Today was not a good day. My back has been a little tight and sore the past week or two, because I was overdue fo rmy appointment with my chiropractor. But this morning I woke up with a stabbing, throbbing pain in my lower back. Pinched nerve. Thankfully my chiro appointment was already scheduled for this morning, so I just had to hang out in bed until then. That was not easy… every position hurt. Side, back, standing, sitting, laying… didn’t matter. The pain was intense. I ended up using my little microwaveable hot pack on my lower back for a short while to try to relieve some of it. At one point, getting food in the kitchen, I bent over as if to touch my toes, just trying ot stretch things out. (It didn’t work.) The appointment revealed I was definitely very very tight… upper and lower back. Her pressing on my sacrum felt so, so good, but I wanted her to keep doing it.
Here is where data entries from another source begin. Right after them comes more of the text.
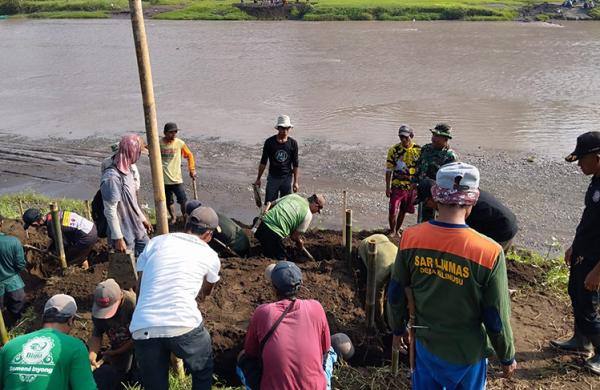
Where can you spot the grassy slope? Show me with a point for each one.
(320, 10)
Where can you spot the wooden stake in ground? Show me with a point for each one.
(344, 208)
(58, 241)
(371, 288)
(3, 332)
(145, 72)
(21, 216)
(348, 248)
(88, 210)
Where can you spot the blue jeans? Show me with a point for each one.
(432, 372)
(193, 347)
(278, 187)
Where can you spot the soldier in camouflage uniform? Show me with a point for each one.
(433, 156)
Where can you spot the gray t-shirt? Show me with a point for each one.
(120, 189)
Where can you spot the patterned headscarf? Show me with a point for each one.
(130, 149)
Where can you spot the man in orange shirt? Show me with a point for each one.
(171, 150)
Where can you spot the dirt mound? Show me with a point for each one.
(537, 317)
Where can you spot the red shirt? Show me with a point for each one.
(293, 355)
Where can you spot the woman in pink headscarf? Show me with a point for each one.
(127, 224)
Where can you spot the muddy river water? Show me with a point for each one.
(517, 95)
(524, 86)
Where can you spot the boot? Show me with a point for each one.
(593, 363)
(579, 344)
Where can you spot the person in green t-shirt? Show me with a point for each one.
(289, 216)
(12, 262)
(48, 358)
(384, 260)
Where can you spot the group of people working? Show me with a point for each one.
(445, 283)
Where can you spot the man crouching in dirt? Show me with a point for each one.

But unfortunately the pain relief was not instantaneous. Luckily I wasn’t at the bank today, but I was sitting at a desk nonetheless, and so spent most of the day feeling very very whiny. I spent some time just laying on the carpetted floor, cats circling and climbing on me, and that actually felt good, especially when I hugged my knees to my chest. (And then I didn’t want to move, because I was tired and a semi-feral cat curled up in my armpit, chin on my arm. I mean, really. How can you move??)

And then, also, today was a bleeding day. I seem to have on days, where I spot all day, and off days where I barely get anything. Well today was an on day, and that combined with my lower back pain – even though I knew they weren’t related – just had me very freaked out and emotional. Like I can only handle one thing at a time.

And then the nausea! I ate a subway flatbread – I love those right now. Very very good. It tasted great – one of few things that actually tastes good right now. However, apparently it was too much for the morning. It sat heavy and I just felt off all day. My stomach was gurgling, I was gassy, I felt pretty gaggy. It’s lovely.

Which reminds me… tonight I read my blog when I got pregnant with Devin… from 4 weeks to 6 weeks. Apparently what I’m dealing with right now, in terms of nausea, is much more similar than I remember. What I remember is the puking, but that didn’t come until later. Before 6-ish weeks it was just… this. Gaggy and indigestion. It’s actually quite interesting reading back… there’s a lot of things I forget, like how scared I was before my ultrasound. For some reason I was thinking I was perfectly confident and happy, but I wasn’t… it wasn’t as perfect and rosy as I think. I had fear even without the previous loss and constant bleeding.

I really wish tomorrow were Wednesday. We’re both just… waiting. I think I’m going to be crying at the ultrasound… no matter what the answer.

6 responses to “Back pain and faulty memories”

  1. Sally says:

    Oh I wish you lived here, because tomorrow is Wednesday here (Australia). I’ll be thinking of you Nat and standing by for you news. Good news, of course.

  2. elizabeth says:

    Thinking of you, keeping all fingers and toes firmly crossed.

  3. Kari says:

    Wish I could send you patience and strength, or maybe a time machine!

  4. tash says:

    I may be severely jetlagged, but tomorrow *is* Wednesday now, isn’t it? Just wanted to let you know I’ve been reading along while on vacation. I wish this were less stressful. Will be waiting for tomorrow with you.

  5. Nat says:

    Tash – Well, technically you are right, since I posted this after midnight, lol. But I always consider “tomorrow” to be “when I wake up.” ;) Old habit of mine, since my sleep patterns are off.

  6. KC says:

    nat,

    i’m so thrilled for you and not worried. i wanted you to know that i just found out my IVF cycle worked as well. so we ARE still buddies only now we’re pregnant buddies rather than cycle buddies. isn’t it amazing how things work out? i can’t wait to hear about your little one in there!